Kroll’s latest threat landscape report shows an evolution in techniques used by attackers, some of which may point to longer term trends in the variation and sophistication of attacks faced by organisations.
In Q1 2024, Kroll observed SMS and voice-based tactics being used in phishing attacks, raising concern around the potential for deep fakes and AI technologies to further enhance the effectiveness of phishing attacks.
Linked to this, one insider threat case investigated by Kroll in Q1 saw employee impersonation take place, another area in which AI-related technology could be especially impactful. These, as well as other notable trends from the previous quarter, are discussed in the report, Insider Threat & Phishing Evolve Under AI Auspices.
Professional services remain top target
The sectors targeted by threat actors in Q1 2024 were consistent with previous quarters. Professional services remained the focus for attacks, accounting for 24% of cases, while manufacturing continued to rank at second place, with 13% of cases, followed by financial services and healthcare at 9% and 8% respectively.
Variation in phishing techniques signals an evolution in tactics
In Q1 2024, Kroll observed a slight increase in email compromise, with it remaining the most common type of threat incident. Phishing was the most likely vector for email compromise incidents, with Kroll observing that while phishing was typically synonymous with an email message, actors continued to evolve tactics and introduce others.
For many firms, security controls put into place to decrease the likelihood of BEC attacks include the verbal authentication of C-level personnel. Even though these were intended to add an extra layer of authentication for requests undertaken strictly through email, Kroll has observed cases in which actors are likely using commonly available deep fake tools to clone the voices of CEOs and CFOs.

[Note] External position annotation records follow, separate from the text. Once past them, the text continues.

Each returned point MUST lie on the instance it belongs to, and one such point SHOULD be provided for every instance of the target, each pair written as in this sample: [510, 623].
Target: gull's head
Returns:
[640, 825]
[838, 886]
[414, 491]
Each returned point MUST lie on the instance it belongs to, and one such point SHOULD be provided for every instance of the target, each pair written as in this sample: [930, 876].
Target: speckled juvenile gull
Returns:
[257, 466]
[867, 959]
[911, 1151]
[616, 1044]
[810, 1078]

Technology and telecoms industry most susceptible to insider threat
Kroll observed that cases impacting the technology/telecom sector were most likely to be insider threat cases. With most technology providers working with multiple downstream customers, an insider with access to multiple technology providers may have the ability to cascade malicious activity to clients, posing the risk of a supply chain attack.

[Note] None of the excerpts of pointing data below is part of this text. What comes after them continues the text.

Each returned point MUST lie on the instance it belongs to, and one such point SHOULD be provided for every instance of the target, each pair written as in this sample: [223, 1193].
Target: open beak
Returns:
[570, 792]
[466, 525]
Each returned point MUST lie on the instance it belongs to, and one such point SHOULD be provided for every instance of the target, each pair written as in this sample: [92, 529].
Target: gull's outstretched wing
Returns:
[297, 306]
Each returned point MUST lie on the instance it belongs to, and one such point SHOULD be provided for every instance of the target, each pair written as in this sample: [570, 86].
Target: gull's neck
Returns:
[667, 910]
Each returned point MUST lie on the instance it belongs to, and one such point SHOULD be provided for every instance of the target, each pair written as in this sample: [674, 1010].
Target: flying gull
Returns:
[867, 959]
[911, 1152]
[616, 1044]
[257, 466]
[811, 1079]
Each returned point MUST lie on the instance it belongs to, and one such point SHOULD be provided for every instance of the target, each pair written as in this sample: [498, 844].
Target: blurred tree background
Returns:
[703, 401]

For the first time, we also split out the proportion of insider threat engagements deemed to be intentional versus those deemed to be unintentional. In 90% of cases, Kroll observes the insider threat being intentional, and likely malicious in intent, as opposed to accidental.
AKIRA group takes the lead
The AKIRA ransomware group took the lead in Q1 2024 with 27% of cases and LOCKBIT slipped into second place with 15% of cases. We also saw a significant drop in PLAY ransomware group activity, from 11% of cases in Q4 2023 to 5% in Q1 2024.
QAKBOT and PIKABOT malware activity decreases
The most notable changes in malware behaviour in Q1 were drops in activity from QAKBOT and PIKABOT. Kroll’s Cyber Threat Intelligence team believes that this is due to a shift in KTA248 behavior toward other malware strains, such as ICEDID and ICENOVA (LATRODECTUS).
Evolving threats signal need for breadth of cyber protection
Kroll’s findings for the first quarter of 2024 highlight the value of a broad cyber protection strategy for organisations. The increase in insider threats means that businesses must ensure they are prepared to tackle the threat from within, as well as addressing increasingly varying types of external risks.
Faced by the growing AI challenge, organisations can no longer risk relying on purely defensive or one-dimensional approaches to security. Instead, they must ensure that their vigilance translates into a strategy that proactively addresses all layers of the attack surface.
Adapting in this climate means collaborating with a security partner capable of scaling up, with the breadth of vision and solutions to ensure that organisations can stay ahead at every stage of the threat lifecycle. Only by doing so can companies ensure they remain resilient in the face of formidable security challenges.